Add Binding To IIS – PowerShell

Hi Guys, today we are going to disuses about how to add the binding to IIS using Powershell. In most case, during the deployments, the one of the painful activity is adding binding for new sites. So this below posts will help those members to one step towards of Automation.

The New-WebBinding cmdlet adds a new binding to an existing website.

#Assigining the URL which need to bind
$_WebsiteUrl = "www.dotnet-helpers.com"
#Name of the WEB SITE name created under Sites Folder(IIS)
$_TargetIISWebsite ="Default Web site"
#It has a method IsNullOrEmpty() which returns true if the passed string is null or empty.
if([string]::IsNullOrWhiteSpace($_TargetIISWebsite))
{     
  write-host "website not created." 
}   
else    
{       
  #TRIM: Removes all leading and trailing white-space characters from the current String object
  $WebsiteUrl = $_WebsiteUrl.Trim(' ')
}
foreach ($Website in $_WebsiteUrl)
{
  #We are adding the SSL binding to the Default Web Site using New-WebBinding cmdlets
  New-WebBinding -Name $web -IPAddress "*" -Port 80 -protocol http -HostHeader $Website -sslflags
  New-WebBinding -Name $web -IPAddress "*" -Port 443 -protocol https -HostHeader $Website -sslflags  
  write-host $Website "Binding created successfully on" $_TargetIISWebsite   
}
}

Explanation:

The New-WebBinding cmdlet adds a new binding to an existing website.

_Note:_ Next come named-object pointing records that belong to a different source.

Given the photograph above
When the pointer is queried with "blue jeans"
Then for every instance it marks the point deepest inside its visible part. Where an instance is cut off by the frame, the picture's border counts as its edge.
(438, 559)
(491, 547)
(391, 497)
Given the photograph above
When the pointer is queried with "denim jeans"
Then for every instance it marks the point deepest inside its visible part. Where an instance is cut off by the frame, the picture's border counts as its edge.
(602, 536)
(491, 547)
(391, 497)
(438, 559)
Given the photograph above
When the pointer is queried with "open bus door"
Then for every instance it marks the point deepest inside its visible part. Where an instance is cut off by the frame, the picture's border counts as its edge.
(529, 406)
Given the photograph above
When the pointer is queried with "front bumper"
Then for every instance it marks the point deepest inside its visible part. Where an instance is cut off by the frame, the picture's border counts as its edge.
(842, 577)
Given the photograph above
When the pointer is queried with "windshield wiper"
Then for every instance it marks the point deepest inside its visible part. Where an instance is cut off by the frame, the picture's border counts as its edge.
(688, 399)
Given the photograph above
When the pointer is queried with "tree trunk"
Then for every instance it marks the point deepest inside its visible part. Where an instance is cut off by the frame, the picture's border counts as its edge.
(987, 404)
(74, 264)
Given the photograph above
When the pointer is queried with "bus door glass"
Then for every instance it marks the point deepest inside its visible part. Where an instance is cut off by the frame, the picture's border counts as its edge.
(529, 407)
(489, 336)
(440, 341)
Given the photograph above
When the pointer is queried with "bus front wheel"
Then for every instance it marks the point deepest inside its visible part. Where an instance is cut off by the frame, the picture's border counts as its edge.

New-WebBinding -Name $web -IPAddress “*” -Port 80 -protocol http -HostHeader $Website -sslflags 0

-Name The name of the Web site on which the new binding is created.
-IPAddress The IP address of the new binding.
-Port The port used for the binding.
-Protocol The protocol to be used for the Web binding (usually HTTP, HTTPS, or FTP).
-HostHeader The host header of the new binding.
-SslFlags Indicates what type of certificate OR certificate storage the new website supports. Only the below values are valid:

0 (Regular certificate in Windows certificate storage),
1 (SNI certificate),
2 (central certificate store),
3 (SNI certificate in central certificate store).

 

 

What do you think?

I hope you have idea of how to add the binding to IIS using Powershell Script. I would like to have feedback from my posts readers. Your valuable feedback, question, or comments about this article are always welcome.

2 thoughts on “Add Binding To IIS – PowerShell”

  1. I have to move one site to another server which has around 500 site bindings. How can I achieve this. I am totally zero about the power shell script but knows c#.net. Any help is deeply appreciated.